The new coach made a solid first impression at his introductory news conference Tuesday afternoon.
Pitt is betting about $10 million that the university has it right this time. That's the cost of Graham's five-year contract, which also requires another $2 million per year for assistants.
Graham's hiring officially makes Mike Haywood an unfortunate footnote in Pitt sports history.
Graham made it clear that he's looking forward. Maybe it's fast forward.
He wants Heinz Field filled on game days, and he doesn't want any of the 65,000 seats in use.
Graham plans an exciting, up-tempo football team, performing at a level that will consistently draw people out of their seats. He said "speed" is the first three entries on his priority list.
He took time to explain that he runs a no-huddle offense, not a spread offense.
That seemed to be a nod to tailback Dion Lewis and fullback Henry Hynoski, who have declared for the NFL draft, along with receiver Jonathan Baldwin.
Lewis is going in part because he thinks the Panthers will become a passing team. Hynoski is leaving entirely because he thinks a fullback will become obsolete in the new offense.
Graham's message? Slow down, gentlemen.
"We want to be a physical football team," Graham said. "I don't know how you can be a physical football team without fullbacks and tight ends."
So the sales job on the dissidents has begun. They're not alone. Graham was selling the program to wary recruits and disgruntled alumni, too.
If everything went according to plan, he hit the road this morning to round up some good football players.
Those he's targeted should expect a dynamic presentation. Unlike Haywood, who shrunk in the spotlight when he was hired, Graham savored it.
He introduced new staff members like he was hosting the Academy Awards. He spoke with an evangelical tone that suggested Billy Graham.

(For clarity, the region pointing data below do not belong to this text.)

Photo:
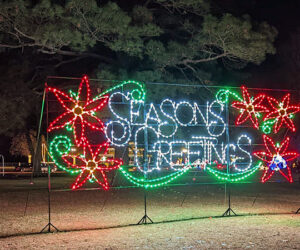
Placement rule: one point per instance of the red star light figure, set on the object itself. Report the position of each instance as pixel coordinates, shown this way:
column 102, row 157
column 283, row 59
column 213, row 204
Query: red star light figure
column 282, row 112
column 78, row 111
column 249, row 108
column 92, row 164
column 276, row 158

He has engaging drawl that evokes former President George W. Bush, minus the malapropisms.
It's a big job, and Graham appears to be anxious to tackle it.
No matter how angry boosters are with athletic director Steve Pederson and the sloppy process of removing and replacing Dave Wannstedt, it's hard to believe anyone could come away from Graham's debut without being impressed.
Time will tell if Pitt finally got the right man.
But on Jan. 12, it's easy to buy into what Todd Graham is selling.